I look over the list. It’s almost 50 pages, and almost all the wines are from France, Italy, and Spain, broken up by regions, with about half a page dedicated to whites and another to reds from places like Portugal, Greece, and Slovenia. I notice there aren’t many of the trendy, organic, funky, biodynamic wines I’ve grown used to seeing in Brooklyn and Lower Manhattan. There is one orange wine, usually available by the glass, but it has to be one Zabar likes and not one they serve just to please the 25-year-old coming uptown from Bushwick to eat with his parents. “It’s a wave,” he says of things like pét-nat and the seemingly endless river of bad rosé that people will chug like water. “This is so much bigger than that,” he says as he taps his wine book.
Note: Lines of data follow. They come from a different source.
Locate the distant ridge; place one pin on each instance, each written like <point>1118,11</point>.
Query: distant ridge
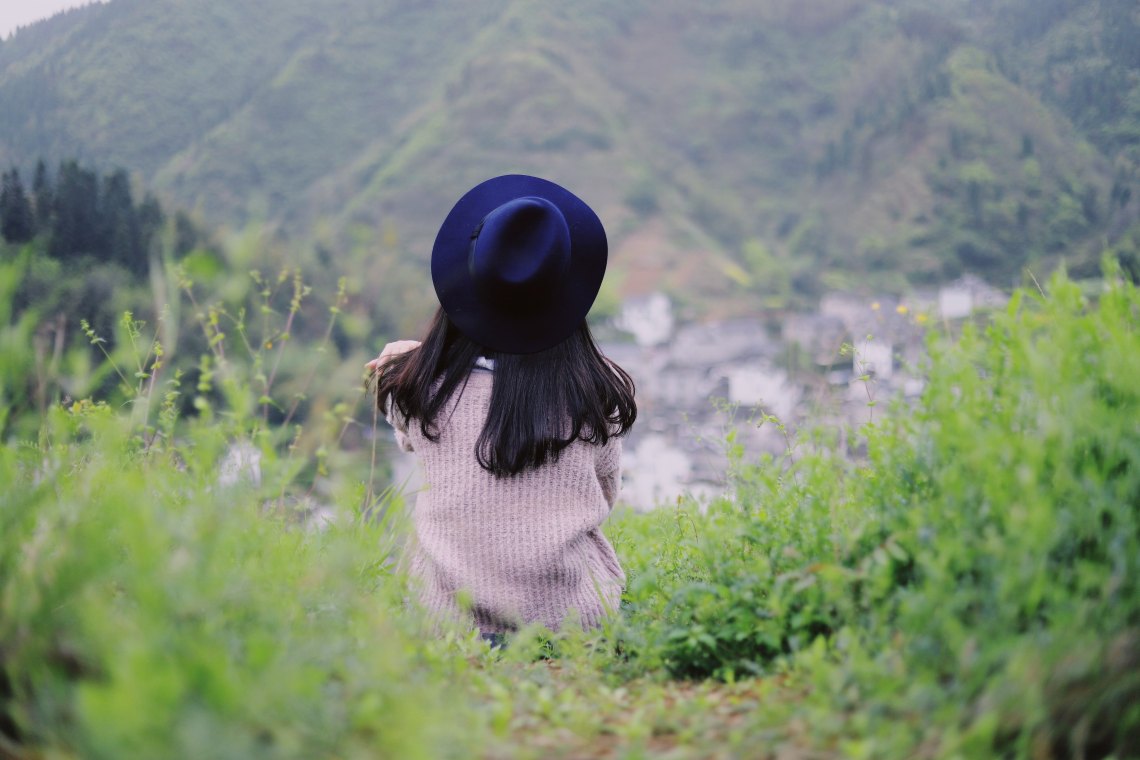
<point>743,154</point>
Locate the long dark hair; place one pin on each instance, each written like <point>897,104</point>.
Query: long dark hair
<point>540,402</point>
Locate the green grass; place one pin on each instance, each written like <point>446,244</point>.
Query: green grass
<point>969,589</point>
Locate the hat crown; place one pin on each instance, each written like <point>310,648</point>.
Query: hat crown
<point>518,262</point>
<point>519,252</point>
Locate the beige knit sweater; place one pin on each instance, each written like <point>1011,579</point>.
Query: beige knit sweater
<point>511,550</point>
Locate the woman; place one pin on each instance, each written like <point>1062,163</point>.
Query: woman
<point>514,414</point>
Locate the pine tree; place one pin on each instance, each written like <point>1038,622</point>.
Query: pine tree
<point>43,197</point>
<point>17,223</point>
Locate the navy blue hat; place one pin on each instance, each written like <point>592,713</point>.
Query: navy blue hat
<point>518,263</point>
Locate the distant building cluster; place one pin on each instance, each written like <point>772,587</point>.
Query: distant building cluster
<point>694,382</point>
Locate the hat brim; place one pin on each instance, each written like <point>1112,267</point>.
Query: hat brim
<point>496,326</point>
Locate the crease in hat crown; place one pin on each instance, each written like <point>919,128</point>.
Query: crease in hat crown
<point>518,263</point>
<point>520,251</point>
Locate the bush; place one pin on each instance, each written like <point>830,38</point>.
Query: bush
<point>982,563</point>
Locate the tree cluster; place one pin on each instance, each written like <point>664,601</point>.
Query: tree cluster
<point>81,214</point>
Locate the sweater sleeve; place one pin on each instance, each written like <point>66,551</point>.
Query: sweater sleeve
<point>608,466</point>
<point>400,425</point>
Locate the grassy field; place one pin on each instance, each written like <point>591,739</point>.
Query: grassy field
<point>967,590</point>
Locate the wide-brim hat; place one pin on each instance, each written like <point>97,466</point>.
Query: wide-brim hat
<point>518,263</point>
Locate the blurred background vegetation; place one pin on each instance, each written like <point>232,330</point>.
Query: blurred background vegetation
<point>741,149</point>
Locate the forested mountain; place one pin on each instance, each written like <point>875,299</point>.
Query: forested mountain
<point>741,153</point>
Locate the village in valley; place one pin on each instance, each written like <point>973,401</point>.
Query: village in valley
<point>837,367</point>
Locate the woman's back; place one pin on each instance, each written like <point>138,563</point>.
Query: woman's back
<point>522,548</point>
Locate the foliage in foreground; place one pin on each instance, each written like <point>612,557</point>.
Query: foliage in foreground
<point>968,590</point>
<point>979,570</point>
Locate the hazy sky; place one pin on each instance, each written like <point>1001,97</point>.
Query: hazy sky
<point>22,13</point>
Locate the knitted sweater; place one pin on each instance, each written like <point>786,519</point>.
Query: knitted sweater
<point>518,549</point>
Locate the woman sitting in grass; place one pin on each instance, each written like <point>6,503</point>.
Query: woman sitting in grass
<point>514,414</point>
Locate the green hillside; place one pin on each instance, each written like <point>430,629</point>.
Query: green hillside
<point>742,154</point>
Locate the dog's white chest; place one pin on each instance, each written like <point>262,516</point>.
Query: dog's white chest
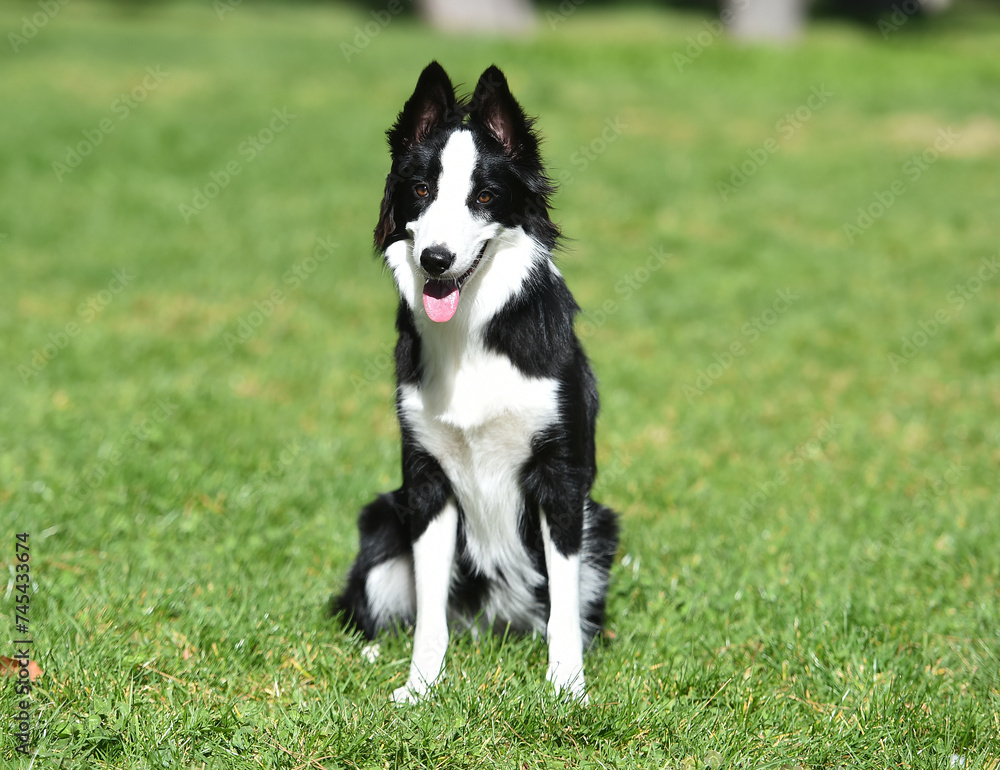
<point>479,420</point>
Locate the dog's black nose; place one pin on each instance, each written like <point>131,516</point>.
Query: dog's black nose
<point>435,260</point>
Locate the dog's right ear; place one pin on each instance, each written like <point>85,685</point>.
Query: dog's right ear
<point>432,102</point>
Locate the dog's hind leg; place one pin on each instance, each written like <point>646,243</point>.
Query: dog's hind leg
<point>380,593</point>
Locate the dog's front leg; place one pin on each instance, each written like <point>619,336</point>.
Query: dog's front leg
<point>433,556</point>
<point>563,631</point>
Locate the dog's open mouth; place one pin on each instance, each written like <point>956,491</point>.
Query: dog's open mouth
<point>441,297</point>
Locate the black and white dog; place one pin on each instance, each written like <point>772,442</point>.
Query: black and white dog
<point>493,526</point>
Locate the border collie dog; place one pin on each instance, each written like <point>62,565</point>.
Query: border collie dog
<point>493,527</point>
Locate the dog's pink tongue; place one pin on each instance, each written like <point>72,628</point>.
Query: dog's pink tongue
<point>440,300</point>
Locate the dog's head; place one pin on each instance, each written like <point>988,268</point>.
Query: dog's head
<point>466,202</point>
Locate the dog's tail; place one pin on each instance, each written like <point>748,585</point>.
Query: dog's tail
<point>380,593</point>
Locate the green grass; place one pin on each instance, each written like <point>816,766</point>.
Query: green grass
<point>809,562</point>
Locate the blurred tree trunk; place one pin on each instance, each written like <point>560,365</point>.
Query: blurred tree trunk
<point>764,19</point>
<point>510,16</point>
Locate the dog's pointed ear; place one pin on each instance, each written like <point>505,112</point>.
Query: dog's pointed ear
<point>432,102</point>
<point>495,109</point>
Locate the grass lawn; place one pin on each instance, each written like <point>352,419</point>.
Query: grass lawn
<point>788,264</point>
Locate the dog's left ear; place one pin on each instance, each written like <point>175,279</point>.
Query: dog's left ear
<point>495,109</point>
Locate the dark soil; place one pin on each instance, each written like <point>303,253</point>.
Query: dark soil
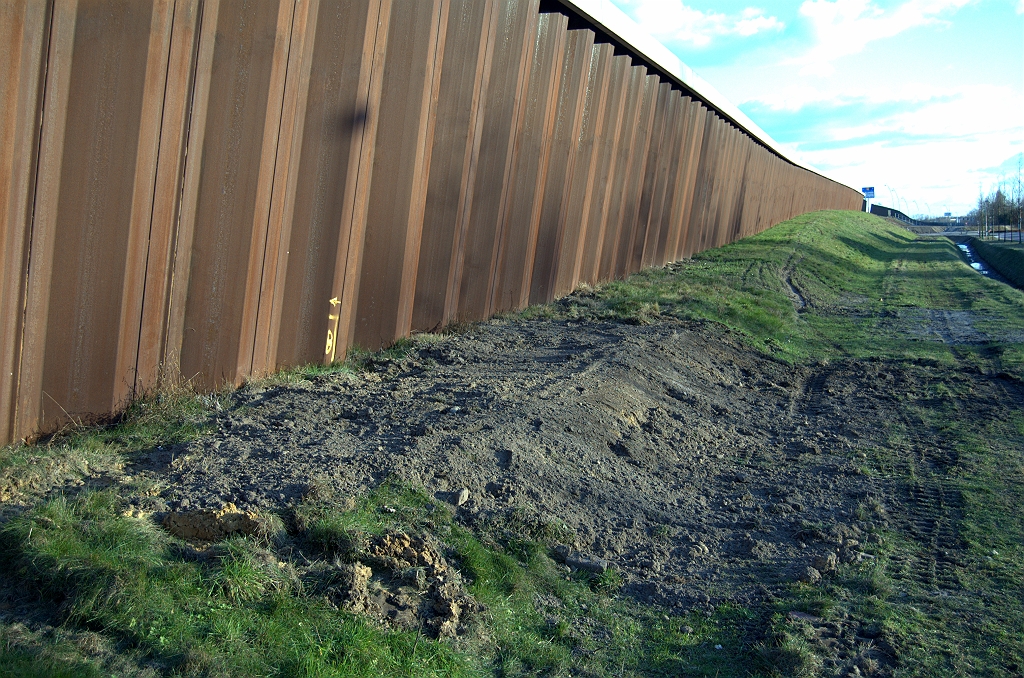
<point>701,470</point>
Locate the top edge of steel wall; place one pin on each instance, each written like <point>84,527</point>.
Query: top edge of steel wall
<point>617,25</point>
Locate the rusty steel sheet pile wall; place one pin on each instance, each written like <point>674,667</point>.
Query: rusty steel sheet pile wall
<point>209,189</point>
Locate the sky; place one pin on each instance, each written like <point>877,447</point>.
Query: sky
<point>923,99</point>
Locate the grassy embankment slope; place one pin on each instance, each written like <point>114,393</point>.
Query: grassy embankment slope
<point>828,286</point>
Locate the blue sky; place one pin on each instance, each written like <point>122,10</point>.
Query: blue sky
<point>924,99</point>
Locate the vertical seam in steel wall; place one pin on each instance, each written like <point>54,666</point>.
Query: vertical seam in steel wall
<point>43,80</point>
<point>153,205</point>
<point>527,49</point>
<point>273,177</point>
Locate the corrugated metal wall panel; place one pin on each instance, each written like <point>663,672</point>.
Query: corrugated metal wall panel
<point>24,38</point>
<point>224,187</point>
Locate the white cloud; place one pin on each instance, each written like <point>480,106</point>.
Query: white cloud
<point>672,20</point>
<point>843,28</point>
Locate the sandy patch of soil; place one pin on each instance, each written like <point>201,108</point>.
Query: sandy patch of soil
<point>698,469</point>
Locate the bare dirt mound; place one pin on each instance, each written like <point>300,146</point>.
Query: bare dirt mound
<point>700,470</point>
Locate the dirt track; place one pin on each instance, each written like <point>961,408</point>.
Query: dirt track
<point>699,469</point>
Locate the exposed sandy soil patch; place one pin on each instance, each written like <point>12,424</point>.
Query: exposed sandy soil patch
<point>699,469</point>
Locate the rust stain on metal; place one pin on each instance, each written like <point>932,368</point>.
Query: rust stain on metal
<point>223,187</point>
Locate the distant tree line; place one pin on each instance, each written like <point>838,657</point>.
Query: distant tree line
<point>1003,210</point>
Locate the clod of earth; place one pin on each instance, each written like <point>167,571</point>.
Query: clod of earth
<point>408,584</point>
<point>212,525</point>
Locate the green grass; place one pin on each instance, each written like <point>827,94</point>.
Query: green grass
<point>246,611</point>
<point>863,280</point>
<point>126,598</point>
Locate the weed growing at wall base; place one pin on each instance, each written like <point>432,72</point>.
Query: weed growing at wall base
<point>930,585</point>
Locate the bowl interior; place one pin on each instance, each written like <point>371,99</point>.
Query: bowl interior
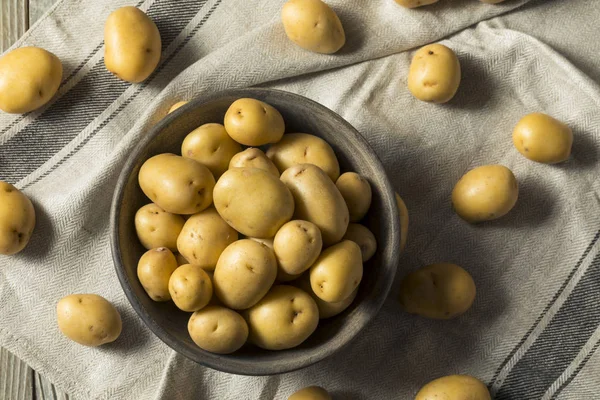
<point>354,154</point>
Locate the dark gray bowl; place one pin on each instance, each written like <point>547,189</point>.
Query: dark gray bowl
<point>354,154</point>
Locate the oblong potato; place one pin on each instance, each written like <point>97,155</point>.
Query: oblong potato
<point>434,74</point>
<point>302,148</point>
<point>438,291</point>
<point>88,319</point>
<point>17,219</point>
<point>132,44</point>
<point>317,200</point>
<point>211,146</point>
<point>204,237</point>
<point>29,78</point>
<point>176,184</point>
<point>283,319</point>
<point>253,201</point>
<point>313,25</point>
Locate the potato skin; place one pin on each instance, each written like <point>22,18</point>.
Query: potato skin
<point>17,219</point>
<point>88,319</point>
<point>454,387</point>
<point>317,200</point>
<point>132,44</point>
<point>29,78</point>
<point>176,184</point>
<point>485,193</point>
<point>438,291</point>
<point>283,319</point>
<point>313,25</point>
<point>543,139</point>
<point>434,74</point>
<point>302,148</point>
<point>218,329</point>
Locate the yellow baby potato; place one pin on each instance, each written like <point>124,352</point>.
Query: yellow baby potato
<point>302,148</point>
<point>313,25</point>
<point>253,122</point>
<point>283,319</point>
<point>434,74</point>
<point>29,78</point>
<point>485,193</point>
<point>541,138</point>
<point>17,219</point>
<point>438,291</point>
<point>132,44</point>
<point>176,184</point>
<point>88,319</point>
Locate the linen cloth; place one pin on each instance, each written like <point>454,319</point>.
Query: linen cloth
<point>533,331</point>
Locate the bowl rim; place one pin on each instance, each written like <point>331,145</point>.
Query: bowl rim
<point>218,362</point>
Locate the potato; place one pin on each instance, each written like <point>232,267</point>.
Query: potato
<point>253,158</point>
<point>190,287</point>
<point>88,319</point>
<point>176,184</point>
<point>438,291</point>
<point>434,74</point>
<point>313,25</point>
<point>485,193</point>
<point>253,201</point>
<point>302,148</point>
<point>218,329</point>
<point>337,272</point>
<point>454,387</point>
<point>154,270</point>
<point>211,146</point>
<point>364,238</point>
<point>29,78</point>
<point>17,219</point>
<point>157,228</point>
<point>317,200</point>
<point>283,319</point>
<point>297,245</point>
<point>132,44</point>
<point>245,272</point>
<point>253,122</point>
<point>204,237</point>
<point>541,138</point>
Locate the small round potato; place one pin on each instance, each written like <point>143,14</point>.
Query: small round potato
<point>253,122</point>
<point>88,319</point>
<point>541,138</point>
<point>17,219</point>
<point>283,319</point>
<point>190,287</point>
<point>454,387</point>
<point>434,74</point>
<point>157,228</point>
<point>245,272</point>
<point>437,291</point>
<point>29,78</point>
<point>317,200</point>
<point>154,270</point>
<point>485,193</point>
<point>297,245</point>
<point>302,148</point>
<point>211,146</point>
<point>364,238</point>
<point>313,25</point>
<point>218,329</point>
<point>176,184</point>
<point>337,272</point>
<point>253,201</point>
<point>253,158</point>
<point>356,192</point>
<point>132,44</point>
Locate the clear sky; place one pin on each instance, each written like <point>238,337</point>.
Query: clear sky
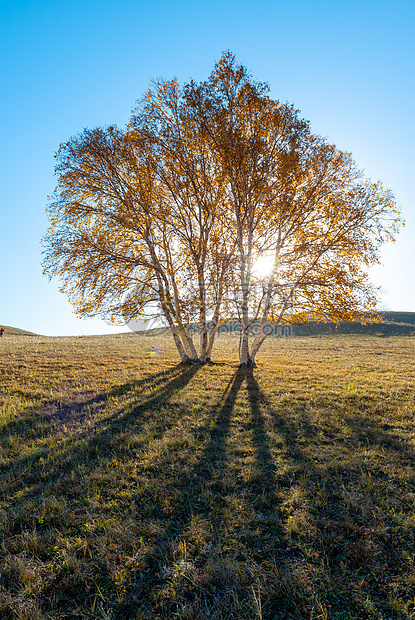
<point>70,64</point>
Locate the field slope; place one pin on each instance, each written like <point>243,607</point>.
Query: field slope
<point>134,488</point>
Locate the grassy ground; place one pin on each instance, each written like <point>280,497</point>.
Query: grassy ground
<point>133,488</point>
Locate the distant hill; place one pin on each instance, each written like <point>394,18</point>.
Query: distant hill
<point>15,331</point>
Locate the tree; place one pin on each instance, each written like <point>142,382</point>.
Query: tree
<point>174,214</point>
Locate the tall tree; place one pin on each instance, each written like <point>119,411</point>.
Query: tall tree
<point>175,214</point>
<point>295,199</point>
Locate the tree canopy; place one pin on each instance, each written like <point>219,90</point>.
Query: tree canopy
<point>215,202</point>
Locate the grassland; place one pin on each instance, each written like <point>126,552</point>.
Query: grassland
<point>134,488</point>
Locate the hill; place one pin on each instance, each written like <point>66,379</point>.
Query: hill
<point>15,331</point>
<point>136,488</point>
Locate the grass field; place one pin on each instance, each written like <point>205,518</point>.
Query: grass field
<point>134,488</point>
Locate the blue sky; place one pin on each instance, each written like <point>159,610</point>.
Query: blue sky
<point>66,65</point>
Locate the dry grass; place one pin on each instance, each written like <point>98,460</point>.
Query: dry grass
<point>133,488</point>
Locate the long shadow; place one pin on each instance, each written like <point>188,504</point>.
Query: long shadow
<point>39,468</point>
<point>56,409</point>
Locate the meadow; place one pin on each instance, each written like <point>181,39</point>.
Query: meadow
<point>136,488</point>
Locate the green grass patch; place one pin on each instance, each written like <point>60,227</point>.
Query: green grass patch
<point>134,488</point>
But the main reason Zabar has been able to find sustained success for five decades is that he stuck to a neighborhood—and it ultimately stuck with him. As we sit and talk, munching on the last of the season’s French white asparagus in a tangy mustard vinaigrette and soft-shell crabs from Maryland, a woman comes over to talk with him, showing off an impressive brooch that looks like it could have been worn by somebody at one of Gertrude Stein’s Parisian salons. Zabar tells me she’s a famous patron of the arts. A few minutes later, the owner of a well-known film studio walks over to pay his respects.
Zabar’s trick, while everybody else expanded to other boroughs or cities, was staying put in his little area. “The rest of the Zabar family lived between 80th and 90th Streets on the West Side. I went east, and I expanded. I go [from] 73rd to 92nd.” Just as he says that, a woman who looks like the matriarch of some long-established Upper West Side WASP clan comes over to say hello. She’s got a mane of beautiful white hair, big round glasses with tinted lenses, and two strands of gigantic pearls flowing around her neck. She looks at me and says, “You’re dining with the king of the Upper East Side,” and she gives Zabar a hug. As she walks away, Zabar looks at me and gives a small smile, but he seems a little embarrassed. “It’s nice people remember who I am,” he says.